One of my pet peeves all year has been how many runners the Spirit lose on the basepaths. It seems to me to be an inordinate amount - far more than I ever remember seeing from any team I've followed.

Interestingly enough, looking at the stolen base figures, we aren't doing THAT badly. Bearing in mind that Baseball Prospectus says stolen bases only give you a statistical advantage if you are successful at least 73% of the time, here's how the teams stack up:

Team: SB/CS/ Pct

New Haven 85/29 77.9%
New Jersey 96/30 76.2%
Grays 90/31 74.3%
Brockton 87/31 73.7%
Atlantic City: 92/33 73.2%
Sussex 48/66 72.7%
Quebec 66/26 71.3%
North Shore: 70/29 70.7%
Worcester: 65/33 64.9%
Nashua: 60/51 59.4%

Focus on the Spirit:
Josue Lopez 1 SB 1 CS
Mike Torres 6 SB 4 CS


A few observations from those stats:

-The Spirit aren't hurting themselves as badly as I thought they were re: steals. 70.3% is statistically not helping you, but it's not hurting you that much, either. 70 successful SB is pretty good considering the fact that this isn't a team laden with speed top-to-bottom. But the fact that Josue Lopez has 2 attempted steals and Mike Torres has 10 is just silly. Those guys shouldn't be stealing. I hope that most of those CS's come from pick-offs. [Not that getting picked off is something to be happy about.]

-As I suspected, CanAm managers are way too over-reliant on trying to steal bases, to the point where it's statistically hurting half of the teams in the league. I'd suspect that sacrifice bunt stats would also show a similar over-reliance - and statistically speaking, bunting helps you even less often than stealing.

-Also, as I suspected, Butch Hobson's managing is terrible. A 59.4% stealing percentage is so bad that it makes serious dents in run totals. There's nothing wrong with trying to steal a lot if you're doing it well (see: Jersey) but continuing to run wildly when you get gunned down so often - for the sole purpose of being 'aggressive' [Nick Lopardo word of the day] - is downright foolish.

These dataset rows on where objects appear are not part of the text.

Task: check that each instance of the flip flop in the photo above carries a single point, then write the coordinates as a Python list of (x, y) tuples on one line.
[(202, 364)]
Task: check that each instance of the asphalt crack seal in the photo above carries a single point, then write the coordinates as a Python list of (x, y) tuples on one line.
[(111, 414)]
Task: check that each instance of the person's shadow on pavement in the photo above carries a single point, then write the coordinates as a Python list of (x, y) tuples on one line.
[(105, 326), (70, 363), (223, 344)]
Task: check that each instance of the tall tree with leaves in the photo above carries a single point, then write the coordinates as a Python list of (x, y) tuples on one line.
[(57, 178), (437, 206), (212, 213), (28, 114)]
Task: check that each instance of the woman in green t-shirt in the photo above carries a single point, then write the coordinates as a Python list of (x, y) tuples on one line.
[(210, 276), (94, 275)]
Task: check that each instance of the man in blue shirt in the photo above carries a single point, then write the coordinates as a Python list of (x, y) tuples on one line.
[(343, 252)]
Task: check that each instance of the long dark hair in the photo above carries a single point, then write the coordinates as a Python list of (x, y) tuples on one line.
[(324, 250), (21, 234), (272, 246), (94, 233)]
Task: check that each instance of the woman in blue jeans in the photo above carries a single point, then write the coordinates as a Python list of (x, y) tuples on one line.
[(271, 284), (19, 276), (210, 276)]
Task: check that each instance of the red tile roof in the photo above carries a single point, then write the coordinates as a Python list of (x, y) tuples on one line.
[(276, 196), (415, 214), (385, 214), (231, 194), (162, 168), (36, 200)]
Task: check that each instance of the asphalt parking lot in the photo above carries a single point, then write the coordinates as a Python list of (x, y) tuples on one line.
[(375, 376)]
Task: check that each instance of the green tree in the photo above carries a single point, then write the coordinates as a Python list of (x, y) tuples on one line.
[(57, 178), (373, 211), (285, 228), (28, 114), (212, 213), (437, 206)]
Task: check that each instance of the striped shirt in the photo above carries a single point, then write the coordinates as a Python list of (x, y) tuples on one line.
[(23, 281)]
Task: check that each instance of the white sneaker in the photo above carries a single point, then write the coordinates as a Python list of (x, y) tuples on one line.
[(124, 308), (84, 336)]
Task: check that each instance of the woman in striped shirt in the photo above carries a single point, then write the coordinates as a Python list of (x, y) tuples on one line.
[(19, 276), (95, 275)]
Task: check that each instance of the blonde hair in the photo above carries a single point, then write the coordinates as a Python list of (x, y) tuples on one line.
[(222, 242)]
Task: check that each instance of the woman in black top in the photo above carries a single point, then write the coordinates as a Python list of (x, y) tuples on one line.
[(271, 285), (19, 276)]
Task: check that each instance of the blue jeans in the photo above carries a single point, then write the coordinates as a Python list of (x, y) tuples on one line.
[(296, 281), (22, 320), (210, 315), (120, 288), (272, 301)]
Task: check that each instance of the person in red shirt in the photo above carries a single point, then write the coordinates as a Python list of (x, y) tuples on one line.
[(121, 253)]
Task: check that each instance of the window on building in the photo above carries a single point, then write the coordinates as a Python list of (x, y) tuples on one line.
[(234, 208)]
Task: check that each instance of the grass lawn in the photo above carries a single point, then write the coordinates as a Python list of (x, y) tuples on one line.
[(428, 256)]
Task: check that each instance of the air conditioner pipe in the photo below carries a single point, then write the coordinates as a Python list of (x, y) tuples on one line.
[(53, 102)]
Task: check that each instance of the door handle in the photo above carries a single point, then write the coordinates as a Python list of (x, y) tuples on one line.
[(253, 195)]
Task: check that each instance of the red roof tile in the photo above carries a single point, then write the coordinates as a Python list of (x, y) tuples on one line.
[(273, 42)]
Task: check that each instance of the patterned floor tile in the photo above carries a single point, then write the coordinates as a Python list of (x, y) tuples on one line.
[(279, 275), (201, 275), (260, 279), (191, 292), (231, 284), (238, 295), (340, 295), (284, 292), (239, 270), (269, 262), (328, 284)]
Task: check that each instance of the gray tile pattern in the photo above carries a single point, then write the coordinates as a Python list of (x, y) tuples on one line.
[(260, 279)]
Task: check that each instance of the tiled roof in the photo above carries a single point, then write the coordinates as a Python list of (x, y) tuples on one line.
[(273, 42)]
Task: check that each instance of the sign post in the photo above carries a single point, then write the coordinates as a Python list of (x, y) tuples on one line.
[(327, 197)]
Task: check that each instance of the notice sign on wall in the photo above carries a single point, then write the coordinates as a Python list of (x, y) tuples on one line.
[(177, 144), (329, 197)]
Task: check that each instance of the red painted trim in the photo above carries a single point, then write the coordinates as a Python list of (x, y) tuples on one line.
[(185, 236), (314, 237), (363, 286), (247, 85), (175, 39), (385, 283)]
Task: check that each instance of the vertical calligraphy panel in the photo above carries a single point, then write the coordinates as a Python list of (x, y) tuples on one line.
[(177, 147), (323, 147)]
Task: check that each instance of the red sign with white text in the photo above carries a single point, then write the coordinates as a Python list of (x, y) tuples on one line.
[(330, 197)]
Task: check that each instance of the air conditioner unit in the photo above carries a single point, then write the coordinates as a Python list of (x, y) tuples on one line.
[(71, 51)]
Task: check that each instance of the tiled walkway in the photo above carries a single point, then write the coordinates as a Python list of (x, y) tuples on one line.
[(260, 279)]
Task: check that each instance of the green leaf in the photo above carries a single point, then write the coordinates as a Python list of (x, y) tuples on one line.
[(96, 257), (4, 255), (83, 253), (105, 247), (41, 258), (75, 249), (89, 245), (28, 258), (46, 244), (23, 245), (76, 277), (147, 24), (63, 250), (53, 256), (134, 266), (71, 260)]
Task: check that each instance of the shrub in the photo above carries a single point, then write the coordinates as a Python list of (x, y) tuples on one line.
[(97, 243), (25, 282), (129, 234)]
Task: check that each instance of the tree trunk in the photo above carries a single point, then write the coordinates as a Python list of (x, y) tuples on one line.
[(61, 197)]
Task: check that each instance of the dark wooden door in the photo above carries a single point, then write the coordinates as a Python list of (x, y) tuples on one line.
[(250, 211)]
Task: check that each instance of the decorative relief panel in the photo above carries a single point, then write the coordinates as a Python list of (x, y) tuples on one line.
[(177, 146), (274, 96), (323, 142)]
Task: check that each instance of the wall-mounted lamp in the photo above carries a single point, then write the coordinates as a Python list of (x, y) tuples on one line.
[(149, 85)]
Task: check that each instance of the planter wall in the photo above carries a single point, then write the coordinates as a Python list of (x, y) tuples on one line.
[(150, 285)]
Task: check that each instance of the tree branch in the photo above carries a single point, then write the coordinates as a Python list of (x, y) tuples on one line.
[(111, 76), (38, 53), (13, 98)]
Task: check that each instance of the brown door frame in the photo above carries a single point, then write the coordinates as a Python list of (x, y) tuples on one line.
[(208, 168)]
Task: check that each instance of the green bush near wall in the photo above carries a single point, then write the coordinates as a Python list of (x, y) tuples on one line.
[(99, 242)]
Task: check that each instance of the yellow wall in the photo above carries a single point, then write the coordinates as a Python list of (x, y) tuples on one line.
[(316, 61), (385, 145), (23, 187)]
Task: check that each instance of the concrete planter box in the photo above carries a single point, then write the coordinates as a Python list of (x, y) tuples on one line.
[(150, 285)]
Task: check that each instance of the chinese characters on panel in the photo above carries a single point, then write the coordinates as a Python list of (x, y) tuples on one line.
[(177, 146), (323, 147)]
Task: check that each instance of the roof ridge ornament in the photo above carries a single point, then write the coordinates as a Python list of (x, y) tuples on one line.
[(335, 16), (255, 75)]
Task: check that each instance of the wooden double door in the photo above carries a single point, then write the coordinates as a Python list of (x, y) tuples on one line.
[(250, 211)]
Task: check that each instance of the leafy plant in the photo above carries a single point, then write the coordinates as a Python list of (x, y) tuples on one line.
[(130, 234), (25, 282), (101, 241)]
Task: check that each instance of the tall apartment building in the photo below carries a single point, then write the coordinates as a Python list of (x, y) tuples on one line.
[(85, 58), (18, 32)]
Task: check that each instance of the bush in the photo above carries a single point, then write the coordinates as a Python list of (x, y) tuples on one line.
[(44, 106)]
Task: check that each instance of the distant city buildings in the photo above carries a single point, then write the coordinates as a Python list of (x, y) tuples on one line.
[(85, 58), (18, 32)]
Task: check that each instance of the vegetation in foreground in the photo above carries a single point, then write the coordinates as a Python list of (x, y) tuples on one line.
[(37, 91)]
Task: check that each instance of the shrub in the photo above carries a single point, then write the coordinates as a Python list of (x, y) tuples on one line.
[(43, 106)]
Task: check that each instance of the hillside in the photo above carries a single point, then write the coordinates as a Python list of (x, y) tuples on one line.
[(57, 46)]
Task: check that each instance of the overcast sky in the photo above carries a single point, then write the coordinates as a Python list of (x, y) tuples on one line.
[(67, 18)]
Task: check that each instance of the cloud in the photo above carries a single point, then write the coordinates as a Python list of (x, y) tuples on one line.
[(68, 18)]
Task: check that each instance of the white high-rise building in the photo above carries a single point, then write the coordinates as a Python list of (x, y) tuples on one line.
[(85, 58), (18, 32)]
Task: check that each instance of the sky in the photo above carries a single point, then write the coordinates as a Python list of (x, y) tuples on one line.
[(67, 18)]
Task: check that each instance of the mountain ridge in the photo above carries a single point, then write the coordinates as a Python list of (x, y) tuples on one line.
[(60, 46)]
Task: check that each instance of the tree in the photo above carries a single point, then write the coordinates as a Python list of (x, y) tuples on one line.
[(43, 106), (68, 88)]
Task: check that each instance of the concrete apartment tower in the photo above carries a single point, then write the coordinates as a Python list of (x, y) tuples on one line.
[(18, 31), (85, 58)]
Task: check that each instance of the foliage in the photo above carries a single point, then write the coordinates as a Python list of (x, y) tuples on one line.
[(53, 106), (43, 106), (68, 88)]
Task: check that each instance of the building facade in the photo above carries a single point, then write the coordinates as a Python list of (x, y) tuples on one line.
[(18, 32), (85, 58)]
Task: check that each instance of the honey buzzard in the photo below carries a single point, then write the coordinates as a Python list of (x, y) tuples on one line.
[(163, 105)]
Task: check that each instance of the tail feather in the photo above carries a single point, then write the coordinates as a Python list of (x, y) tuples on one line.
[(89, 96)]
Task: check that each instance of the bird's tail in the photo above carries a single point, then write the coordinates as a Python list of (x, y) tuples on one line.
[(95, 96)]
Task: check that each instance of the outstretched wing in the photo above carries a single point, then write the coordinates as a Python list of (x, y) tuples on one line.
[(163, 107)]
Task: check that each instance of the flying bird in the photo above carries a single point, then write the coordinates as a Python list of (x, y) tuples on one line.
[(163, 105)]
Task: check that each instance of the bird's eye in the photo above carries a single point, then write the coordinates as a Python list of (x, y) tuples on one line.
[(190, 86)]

So, in looking at the actual numbers, our stolen base ratio isn't killing us, but it's not helping out much either, and we are certainly well within the bottom half of the league in terms of success stealing bases.

I suspect, however, that if I could find statistics about runners being gunned down at the plate, or trying for extra bases, we would probably on the top of that dubious list. If anyone knows where I could find such stats, let me know.


Anonymous said...

I would also like to see those stats; they run themselves into outs SO often with poor decision making. French looked like he was suprised that Donahue was chastising him for his running thru the stop sign---- un believable.

Heard from the rumor mill (Eric via D.C., that trhe team has been sold. Anyone else hear anything?, or is this most likely bogus?.


Joe Grav said...

if you're hearing it from someone who is not willy, it might be true

DaveCo said...

Reading this article made me think exactly what Spraky is saying.....The Spirit have run into so many outs it really hurts. They MUST have gotten more than 29 outs due to bad baserunnning then just in beign caught stealing.

It's not the sb/cs thign that's killing us,it's really just all-around bad baserunning.

wooden said...

Gentlemen, et al:

You could try to dig into this by going through the Howe Sports Data Boxscores and counting catcher and outfielder assists but it would be an arduous and imperfect exercise.

For example, were all catcher's assists on steal attempts? Of course not.

What about pickoffs? Most people think that a pickoff is a caught stealing, and while I think the quality of scorekeeping judgment in the minors is substandard, I think most do know the rule of thumb regarding baserunner movement: Towards the next bag = Caught Stealing, Back to the bag = Picked Off.

Outfielder assists is also imperfect because it assumes that it was a baserunning blunder. Let's face it, there are instances when the right move is to run on a guy with a rag arm.

Unfortunately, most of the analyses I've ever seen regarding team baserunning require much more detailed stats than we have access to.

Anonymous said...

Wooden is right about the scoring, and that our stats don't reflect pickoffs and outs trying to stretch a base hit. These stats can be kept, but you'd have to decide from the beginning that you wanted to evaluate baserunning (and catching) rather than fill the usual categories. The NECBL college summer league does a better job with baserunning stats.

Anonymous said...

I like BJ Weed but he has been picked off trying to steal bases way too much lately.